The failure mode you are trying to detect is idle time: the system has a backlog, but it is not keeping in-flight streams at the cap. Define an explicit gap metric:

  • Let gap_time be total time in a window where queue_depth > 0 and in_flight < cap.
  • Let gap_fraction = gap_time / window_time.

If gap_fraction is non-trivial, your throughput problem is likely not “the model is slow.” It is admission, connection churn, blocked orchestration, or downstream stalls that prevent work-conserving scheduling.

Common failure modes

  • Counting the wrong tokens: provider “token usage” often includes input tokens; “tokens per second” usually refers to output token emission rate.

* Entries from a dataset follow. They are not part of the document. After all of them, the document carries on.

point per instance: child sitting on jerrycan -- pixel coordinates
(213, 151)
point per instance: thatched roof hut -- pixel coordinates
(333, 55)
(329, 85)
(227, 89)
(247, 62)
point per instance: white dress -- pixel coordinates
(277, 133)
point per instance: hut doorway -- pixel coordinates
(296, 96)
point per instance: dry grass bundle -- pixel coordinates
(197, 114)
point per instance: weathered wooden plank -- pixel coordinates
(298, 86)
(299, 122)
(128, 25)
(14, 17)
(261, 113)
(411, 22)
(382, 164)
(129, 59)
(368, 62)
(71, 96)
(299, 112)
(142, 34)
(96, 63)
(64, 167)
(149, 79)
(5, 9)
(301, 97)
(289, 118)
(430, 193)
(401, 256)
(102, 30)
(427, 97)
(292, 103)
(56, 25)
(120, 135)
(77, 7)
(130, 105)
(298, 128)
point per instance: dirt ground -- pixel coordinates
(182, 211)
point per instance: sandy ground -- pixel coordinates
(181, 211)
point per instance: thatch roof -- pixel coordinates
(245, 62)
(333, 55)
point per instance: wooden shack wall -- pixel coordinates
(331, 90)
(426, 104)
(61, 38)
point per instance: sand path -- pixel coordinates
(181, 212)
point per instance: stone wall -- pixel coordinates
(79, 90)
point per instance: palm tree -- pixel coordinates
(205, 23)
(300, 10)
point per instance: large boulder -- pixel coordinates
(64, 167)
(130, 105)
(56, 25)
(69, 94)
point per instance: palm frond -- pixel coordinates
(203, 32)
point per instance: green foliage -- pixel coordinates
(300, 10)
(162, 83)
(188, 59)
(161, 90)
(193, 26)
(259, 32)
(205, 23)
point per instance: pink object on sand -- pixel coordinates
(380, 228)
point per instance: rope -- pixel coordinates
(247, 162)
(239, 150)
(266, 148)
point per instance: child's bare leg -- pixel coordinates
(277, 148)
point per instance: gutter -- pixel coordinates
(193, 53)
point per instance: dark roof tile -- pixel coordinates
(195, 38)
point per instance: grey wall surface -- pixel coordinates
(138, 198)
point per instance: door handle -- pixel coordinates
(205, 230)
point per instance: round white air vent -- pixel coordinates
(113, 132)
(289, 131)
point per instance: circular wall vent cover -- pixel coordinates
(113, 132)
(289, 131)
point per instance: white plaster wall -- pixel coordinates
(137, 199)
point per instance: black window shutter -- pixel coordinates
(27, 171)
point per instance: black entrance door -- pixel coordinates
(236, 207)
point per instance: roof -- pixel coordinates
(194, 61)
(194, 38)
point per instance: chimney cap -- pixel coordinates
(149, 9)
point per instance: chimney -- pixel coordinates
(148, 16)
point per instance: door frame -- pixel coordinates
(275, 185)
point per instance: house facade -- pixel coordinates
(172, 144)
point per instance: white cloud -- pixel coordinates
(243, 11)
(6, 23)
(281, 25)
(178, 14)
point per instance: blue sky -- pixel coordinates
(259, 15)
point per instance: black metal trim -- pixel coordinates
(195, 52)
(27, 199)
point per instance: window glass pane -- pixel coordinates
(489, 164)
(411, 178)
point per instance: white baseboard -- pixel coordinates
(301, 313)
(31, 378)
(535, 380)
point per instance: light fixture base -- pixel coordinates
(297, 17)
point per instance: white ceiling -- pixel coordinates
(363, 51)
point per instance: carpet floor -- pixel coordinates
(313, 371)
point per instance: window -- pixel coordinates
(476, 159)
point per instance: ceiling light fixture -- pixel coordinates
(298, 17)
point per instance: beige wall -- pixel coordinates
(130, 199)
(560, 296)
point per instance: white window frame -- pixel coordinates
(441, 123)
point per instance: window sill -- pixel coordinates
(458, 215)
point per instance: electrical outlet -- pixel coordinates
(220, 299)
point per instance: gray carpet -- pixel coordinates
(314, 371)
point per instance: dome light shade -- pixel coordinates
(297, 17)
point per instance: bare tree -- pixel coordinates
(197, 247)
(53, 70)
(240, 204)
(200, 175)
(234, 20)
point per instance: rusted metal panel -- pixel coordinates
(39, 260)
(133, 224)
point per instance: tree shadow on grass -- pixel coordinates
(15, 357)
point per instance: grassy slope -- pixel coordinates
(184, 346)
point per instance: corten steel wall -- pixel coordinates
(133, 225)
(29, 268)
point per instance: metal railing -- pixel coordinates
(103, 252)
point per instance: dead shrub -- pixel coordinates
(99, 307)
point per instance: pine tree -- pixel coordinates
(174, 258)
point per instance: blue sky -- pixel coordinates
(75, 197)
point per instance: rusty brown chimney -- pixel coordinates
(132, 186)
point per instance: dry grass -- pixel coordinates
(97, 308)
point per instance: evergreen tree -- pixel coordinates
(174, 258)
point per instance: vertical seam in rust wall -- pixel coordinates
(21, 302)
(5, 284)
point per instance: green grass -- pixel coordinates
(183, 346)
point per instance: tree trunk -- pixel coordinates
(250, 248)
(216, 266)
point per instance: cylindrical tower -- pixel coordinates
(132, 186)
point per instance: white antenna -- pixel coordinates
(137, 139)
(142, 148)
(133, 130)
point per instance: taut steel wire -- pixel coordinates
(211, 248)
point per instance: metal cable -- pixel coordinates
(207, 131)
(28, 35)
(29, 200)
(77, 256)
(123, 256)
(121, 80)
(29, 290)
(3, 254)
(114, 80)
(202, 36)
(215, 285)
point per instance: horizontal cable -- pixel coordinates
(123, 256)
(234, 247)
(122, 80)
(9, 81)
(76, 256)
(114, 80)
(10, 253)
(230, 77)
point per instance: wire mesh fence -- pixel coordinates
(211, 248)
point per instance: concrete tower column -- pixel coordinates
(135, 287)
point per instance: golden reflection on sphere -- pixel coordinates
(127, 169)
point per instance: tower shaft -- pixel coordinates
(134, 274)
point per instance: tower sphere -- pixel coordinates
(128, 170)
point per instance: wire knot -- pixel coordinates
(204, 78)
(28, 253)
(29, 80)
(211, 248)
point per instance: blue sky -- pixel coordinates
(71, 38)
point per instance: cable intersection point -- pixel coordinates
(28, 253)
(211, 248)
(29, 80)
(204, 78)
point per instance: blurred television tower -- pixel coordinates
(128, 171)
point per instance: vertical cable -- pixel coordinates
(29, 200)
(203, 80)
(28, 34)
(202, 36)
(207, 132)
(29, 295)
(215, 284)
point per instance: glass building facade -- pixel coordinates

Make it explicit whether you mean output, input, or total.
  • Tokenizer/model mismatch: token counts differ across models and tokenizers; do not compare TPS across providers/models unless you normalize tokenization or use the same accounting source consistently.
  • Measuring only during streaming: a high stream TPS can coexist with poor end-to-end throughput if time-to-first-token is high or if the pipeline has idle gaps between streams.
  • Ignoring failures and retries: if retries duplicate work, “TPS on successful requests” can look good while system-level TPS is poor because capacity is consumed by failed attempts.
  • Sampling bias: measuring only short requests hides tail behavior; long requests tend to surface queueing, stalls, and disconnect handling problems.
  • No stable admission timestamps: if you do not log queued_at, admitted_at, first_token_at, last_token_at, and released_at, you cannot separate queueing from streaming and cannot compute gap_fraction.

How to verify

Minimum logging (per request/span):

  • Identifiers: run_id, span_id, and a stable request identifier.
  • Timestamps: queued_at, admitted_at, first_token_at, last_token_at, released_at.
  • Counts: output_tokens, input_tokens (if available), retry_count, and retry causes.
  • Scheduler state: cap (configured) and instantaneous in_flight sampled on a fixed cadence.

Derived metrics to compute:

  • t_queue = admitted_at - queued_at
  • t_first_token = first_token_at - admitted_at
  • t_stream = last_token_at - first_token_at
  • t_in_flight = released_at - admitted_at
  • stream_tps = output_tokens / t_stream
  • end_to_end_tps = output_tokens / t_in_flight
  • gap_fraction from (queue_depth > 0) && (in_flight < cap)

Acceptance criteria (do not skip):

  • System-level throughput improves without reducing success rate.
  • gap_fraction decreases when backlog exists (proof that you removed idle time, not just shifted it).
  • Retry rate does not increase; if it does, throughput gains are likely unstable.

Scope boundary

This note covers: definitions and measurement of tokens per second, and how to interpret TPS alongside queueing and in-flight utilization to detect idle time.

This note excludes: prompt/content changes, model selection, training/fine-tuning, benchmark claims, and any “best TPS” numbers not derived from your own logs.